I. Transport of Agrobacterium T-DNA into the host cell nucleus as an experimental model for plant nuclear import. Nuclear traffic of macromolecules is a basic cellular process in all eukaryotic organisms. We study nuclear uptake in plants using Agrobacterium-plant cell interaction during which bacterial T-DNA-protein complexes (T-complexes) are imported into the host cell nucleus. Since pathogenic microorganisms often adapt existing cellular machinery for their own needs, Agrobacterium likely employs an endogenous cellular pathway for nuclear import and, thus, represents a convenient experimental system for nuclear transport of both nucleic acid and protein molecules. Our studies have identified two Agrobacterium proteins, VirD2 and VirE2, which form a complex with the transported T-DNA and target it to and through the nuclear pore. We have also shown that while VirD2 localizes to the cell nucleus both in plant and animal systems, the nuclear targeting activity of VirE2 is plant-specific. Rearrangement of a single amino acid residue in this plant-specific nuclear localization signal (NLS) of VirE2 enables it to function in animal cells, efficiently delivering DNA molecules into their nuclei. Currently, we are identifying and characterizing host plant proteins that interact with Agrobacterium VirD2 and VirE2. For example, we have cloned an Arabidopsis gene coding for an NLS-binding protein, AtKAPa, which is directly involved in VirD2 nuclear import.

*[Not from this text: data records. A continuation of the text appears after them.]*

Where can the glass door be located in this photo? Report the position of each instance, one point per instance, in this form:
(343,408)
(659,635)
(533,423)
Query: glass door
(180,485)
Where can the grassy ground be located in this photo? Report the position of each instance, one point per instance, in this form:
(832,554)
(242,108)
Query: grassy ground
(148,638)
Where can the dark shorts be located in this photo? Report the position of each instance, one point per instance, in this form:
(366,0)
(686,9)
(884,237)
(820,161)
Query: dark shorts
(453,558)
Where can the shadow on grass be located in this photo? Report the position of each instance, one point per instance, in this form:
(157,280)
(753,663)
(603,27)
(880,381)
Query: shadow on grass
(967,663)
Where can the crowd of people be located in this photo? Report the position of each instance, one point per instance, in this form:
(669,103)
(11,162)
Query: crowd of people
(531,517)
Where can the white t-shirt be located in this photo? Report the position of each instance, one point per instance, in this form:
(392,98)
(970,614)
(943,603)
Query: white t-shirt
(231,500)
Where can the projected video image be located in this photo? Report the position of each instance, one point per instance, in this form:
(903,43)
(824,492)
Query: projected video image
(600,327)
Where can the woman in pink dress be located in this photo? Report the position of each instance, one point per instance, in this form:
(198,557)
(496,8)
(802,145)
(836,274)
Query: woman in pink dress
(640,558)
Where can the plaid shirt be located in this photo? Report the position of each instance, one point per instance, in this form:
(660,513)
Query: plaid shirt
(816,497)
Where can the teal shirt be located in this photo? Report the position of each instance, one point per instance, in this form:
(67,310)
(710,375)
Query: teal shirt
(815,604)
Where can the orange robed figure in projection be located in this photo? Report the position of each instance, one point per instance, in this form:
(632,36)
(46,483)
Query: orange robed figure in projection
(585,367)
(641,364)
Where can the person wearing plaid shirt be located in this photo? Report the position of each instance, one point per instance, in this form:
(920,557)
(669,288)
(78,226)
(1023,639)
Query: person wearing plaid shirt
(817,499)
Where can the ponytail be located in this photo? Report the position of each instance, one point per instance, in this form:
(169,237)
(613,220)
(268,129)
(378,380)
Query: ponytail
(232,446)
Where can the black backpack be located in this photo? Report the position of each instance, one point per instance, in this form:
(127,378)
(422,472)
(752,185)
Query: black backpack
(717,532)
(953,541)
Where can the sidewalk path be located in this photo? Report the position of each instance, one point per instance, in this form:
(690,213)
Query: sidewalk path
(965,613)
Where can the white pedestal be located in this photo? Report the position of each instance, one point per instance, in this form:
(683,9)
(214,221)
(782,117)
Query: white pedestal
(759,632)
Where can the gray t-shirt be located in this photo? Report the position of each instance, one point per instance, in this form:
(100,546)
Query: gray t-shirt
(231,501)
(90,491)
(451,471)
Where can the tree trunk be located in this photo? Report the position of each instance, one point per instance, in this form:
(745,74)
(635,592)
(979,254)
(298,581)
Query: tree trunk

In addition to the Agrobacterium T-complex nuclear import, we are investigating a specific case of nuclear transport of the tomato yellow leaf curl geminivirus (TYLCV) which is a major pathogen of tomato plants. In international collaboration with Dr. Gafni (Volcani Center, Israel), we have shown that TYLCV coat protein carries a functional NLS and is likely involved in nuclear targeting of the viral genomic DNA.
II. Plant-virus interactions: Viral cell-to-cell and systemic movement and development of viral disease. Plant intercellular communication largely occurs via cell-to-cell connections, the plasmodesmata (PD). As an experimental system to study PD transport and regulation, we are using cell-to-cell movement proteins of plant viruses as which interact with PD to increase their size exclusion limit. Thus, these proteins are utilized as tools to identify their cellular receptors involved in PD transport. In addition, we have isolated a mutant of Arabidopsis thaliana, a genetic model plant, which is defective in viral systemic movement and, by implication, in PD transport. This mutant, designated vsm1, is used to elucidate the molecular pathways for viral systemic spread. Finally, we are isolating Arabidopsis mutants with alterations in viral disease symptoms. One such mutant, vid1, is indistinguishable from the wild-type plants when healthy but develops a severely dwarfed phenotype with loss of apical dominance when infected. The study of vid1 plants may help to better understand the mechanisms of formation of plant viral disease symptoms.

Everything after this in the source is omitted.